No, it’s not possible to die from having a panic attack in your sleep. However, due to the symptoms we experience while having a panic attack, such as shortness of breath or a rapid heart rate, we might feel like we’re dying. You shouldn’t worry – these symptoms are normal and most panic attacks last around 10 minutes.
Can a Panic Attack Damage Your Heart?
No, panic attacks won’t cause a heart attack or do any damage to your heart, but the constant stress of experiencing them might negatively impact your heart health.
Panic attacks are episodes characterized by symptoms such as heart palpitations, shortness of breath, and shivers, among others. The average duration of a panic attack is between five and twenty minutes. Panic attacks that occur while we sleep and continue when we wake up are referred to as nocturnal panic attacks. They have the same symptoms as daytime panic attacks, but the main difference is that they occur while we’re unconscious.
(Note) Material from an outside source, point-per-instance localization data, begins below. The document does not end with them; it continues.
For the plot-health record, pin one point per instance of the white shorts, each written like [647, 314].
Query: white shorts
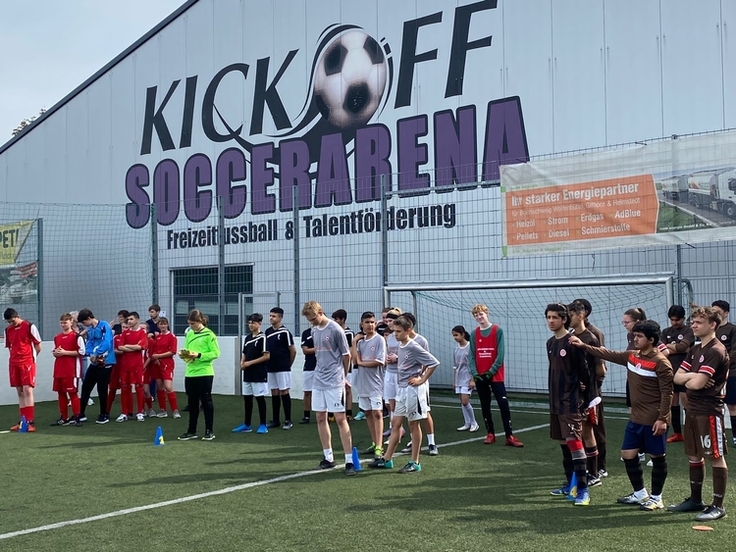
[413, 402]
[279, 380]
[308, 381]
[390, 385]
[257, 389]
[328, 400]
[370, 403]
There are several causes of nocturnal panic attacks, such as genetics, certain underlying conditions like PTSD and OCD, changes in our hormonal status, and chronic stress. The best and safest way to get diagnosed is by visiting a doctor.
We offered several tips on dealing with panic attacks the moment they occur, such as paying close attention to your breathing, finding a distraction, being mindful of your senses, and getting out of bed to do something. When it comes to long-term solutions, we recommend having an established sleeping schedule, limiting your use of electronics before bed, as well as your alcohol and caffeine intake.
If you notice that your quality of life has decreased, or if you’re experiencing nocturnal panic attacks very frequently, we recommend seeing a professional who will help you get to the root of the issue and learn how to manage them. Don’t forget, panic attacks aren’t harmful in and of themselves and experiencing panic attacks is quite common nowadays, so don’t feel alienated or ashamed of them.